Luckily, there are plenty of rolls in the game, so the luck usually balances out. And, you are not always looking for a high roll because of the strict movement rules.
- · A player must move just one pirate a number of spaces equal to the total of the two dice
- · A player may not move through another pirate (the opponent’s or his own)
- · A player may pick up a coin mid-move, but cannot drop off a coin mid move nor deliver a coin mid-move
- · While carrying a coin, a pirate may not move through or onto a spot containing a coin, nor may he attack another pirate
- · A pirate must land on the coin drop-off spot by exact count of his total move
These rules mean rolling high isn’t always the answer (though it will help you keep the action on your corner of the board), and they mean you are often forced to make moves you might otherwise not make in order to not waste a roll.

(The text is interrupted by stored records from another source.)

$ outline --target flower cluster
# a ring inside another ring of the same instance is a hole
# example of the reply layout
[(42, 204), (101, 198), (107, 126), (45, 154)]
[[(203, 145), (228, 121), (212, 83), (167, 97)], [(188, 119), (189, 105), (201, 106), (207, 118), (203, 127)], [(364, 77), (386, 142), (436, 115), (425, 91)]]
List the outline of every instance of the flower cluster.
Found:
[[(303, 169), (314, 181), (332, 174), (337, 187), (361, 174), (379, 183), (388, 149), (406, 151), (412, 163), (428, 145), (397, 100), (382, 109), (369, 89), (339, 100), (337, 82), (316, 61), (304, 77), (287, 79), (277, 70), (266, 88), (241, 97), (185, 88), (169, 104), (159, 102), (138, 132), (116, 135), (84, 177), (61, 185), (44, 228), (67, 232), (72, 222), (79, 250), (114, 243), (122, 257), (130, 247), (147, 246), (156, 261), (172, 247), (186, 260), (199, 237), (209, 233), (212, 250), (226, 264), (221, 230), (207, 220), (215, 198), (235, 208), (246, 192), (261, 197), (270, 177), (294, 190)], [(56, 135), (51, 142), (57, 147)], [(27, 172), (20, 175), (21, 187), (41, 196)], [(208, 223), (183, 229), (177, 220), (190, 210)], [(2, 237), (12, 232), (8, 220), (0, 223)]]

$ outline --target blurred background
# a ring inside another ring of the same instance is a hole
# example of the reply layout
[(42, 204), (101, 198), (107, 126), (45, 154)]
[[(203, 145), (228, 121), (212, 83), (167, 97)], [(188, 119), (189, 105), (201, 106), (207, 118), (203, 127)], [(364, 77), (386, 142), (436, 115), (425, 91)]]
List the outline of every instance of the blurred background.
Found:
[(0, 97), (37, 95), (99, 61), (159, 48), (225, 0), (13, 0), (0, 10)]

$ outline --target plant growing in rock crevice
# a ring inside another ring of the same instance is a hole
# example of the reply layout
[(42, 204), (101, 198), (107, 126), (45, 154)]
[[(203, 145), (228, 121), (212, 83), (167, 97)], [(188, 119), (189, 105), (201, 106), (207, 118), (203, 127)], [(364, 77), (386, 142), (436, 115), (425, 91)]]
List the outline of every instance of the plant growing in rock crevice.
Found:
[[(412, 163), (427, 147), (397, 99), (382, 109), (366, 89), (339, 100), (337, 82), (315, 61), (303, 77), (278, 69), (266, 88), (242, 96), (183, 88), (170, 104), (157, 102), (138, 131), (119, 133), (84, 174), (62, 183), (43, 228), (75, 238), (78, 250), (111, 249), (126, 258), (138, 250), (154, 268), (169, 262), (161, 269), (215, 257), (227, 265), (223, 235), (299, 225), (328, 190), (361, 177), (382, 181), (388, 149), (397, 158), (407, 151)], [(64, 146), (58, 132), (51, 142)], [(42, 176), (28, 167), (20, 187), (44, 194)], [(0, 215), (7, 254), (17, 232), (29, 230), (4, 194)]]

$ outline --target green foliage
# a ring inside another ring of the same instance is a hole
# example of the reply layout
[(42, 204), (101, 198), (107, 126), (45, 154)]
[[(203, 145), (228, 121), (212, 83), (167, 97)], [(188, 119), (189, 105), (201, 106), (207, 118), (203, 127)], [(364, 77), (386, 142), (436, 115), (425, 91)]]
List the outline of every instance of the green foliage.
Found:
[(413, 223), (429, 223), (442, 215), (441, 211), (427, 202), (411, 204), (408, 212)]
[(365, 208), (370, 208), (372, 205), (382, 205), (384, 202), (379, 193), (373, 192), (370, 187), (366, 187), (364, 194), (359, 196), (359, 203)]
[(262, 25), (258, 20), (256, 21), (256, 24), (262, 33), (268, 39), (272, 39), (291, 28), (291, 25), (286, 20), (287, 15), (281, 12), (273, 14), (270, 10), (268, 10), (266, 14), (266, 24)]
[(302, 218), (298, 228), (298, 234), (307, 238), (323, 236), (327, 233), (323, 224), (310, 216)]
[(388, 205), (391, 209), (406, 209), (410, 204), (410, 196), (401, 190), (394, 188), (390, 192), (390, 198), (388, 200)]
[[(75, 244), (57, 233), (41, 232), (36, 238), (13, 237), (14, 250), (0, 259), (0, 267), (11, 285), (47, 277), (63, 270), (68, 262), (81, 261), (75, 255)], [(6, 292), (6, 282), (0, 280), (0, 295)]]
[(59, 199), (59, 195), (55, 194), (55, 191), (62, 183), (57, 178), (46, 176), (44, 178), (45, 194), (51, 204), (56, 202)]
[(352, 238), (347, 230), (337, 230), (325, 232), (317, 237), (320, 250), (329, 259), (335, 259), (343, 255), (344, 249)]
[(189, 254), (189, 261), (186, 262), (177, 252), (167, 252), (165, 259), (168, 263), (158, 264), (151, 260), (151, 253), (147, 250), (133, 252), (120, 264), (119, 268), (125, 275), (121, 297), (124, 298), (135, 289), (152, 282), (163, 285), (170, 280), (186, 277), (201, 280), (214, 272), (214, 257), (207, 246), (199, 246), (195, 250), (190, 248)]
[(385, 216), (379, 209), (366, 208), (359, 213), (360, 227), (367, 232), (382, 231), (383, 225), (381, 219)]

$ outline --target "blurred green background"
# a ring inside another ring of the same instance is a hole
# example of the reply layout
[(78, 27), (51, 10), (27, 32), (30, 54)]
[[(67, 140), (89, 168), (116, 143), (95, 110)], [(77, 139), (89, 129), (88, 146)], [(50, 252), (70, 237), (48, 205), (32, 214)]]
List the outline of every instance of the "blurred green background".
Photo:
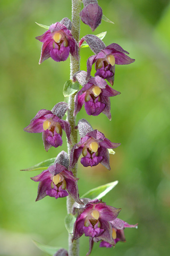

A turn of the game goes very quickly. The player rolls the dice, totals them, and moves that exact number of spaces. If the player can land on an opposing pirate by exact count, that pirate is removed from the game. If a player moves onto or through a space containing a coin, he picks it up. Then, the next player goes and repeats the process. This continues until one of the players has met the victory conditions. This will involve a lot of jockeying around to get your own pirates out of the way and clear a path to your boat, a process often aided by your opponent’s as they take out figures through attacks.
So, does the game effectively deal with the three-player problems? I think it does to a point. Because everyone must venture out of their area to grab coins, and because those coins are limited, it is impossible to lose focus and ignore someone going for an easy victory. I suppose that another common problem with three-player games is still a problem: often Player B could stop Player A from winning by attacking the figure that is carrying the deciding coin but chooses to focus on his own coin and let Player C deal with it. If this happens and Player C gets no rolls that allow him to reach Player A’s pirate, then the game is handed to Player A. It is a charge that can be leveled at most three-player games and I’ve seen it happen with P vs P. That said, the game is light and fast, so I don’t need it to be perfectly balanced, just fun and not obscenely imbalanced, and P vs. P is good on that front.
For a roll and move game, it ends up being pretty clever and interesting. As long as none of the players spends too much time analyzing their board position and attempting to make the perfect move, the game is light and fast-playing. It works as a kid’s game. It works as filler on game nights. Given its price and the awesome components, I have no problem recommending the game for families and for gamers looking for a unique, three-player filler.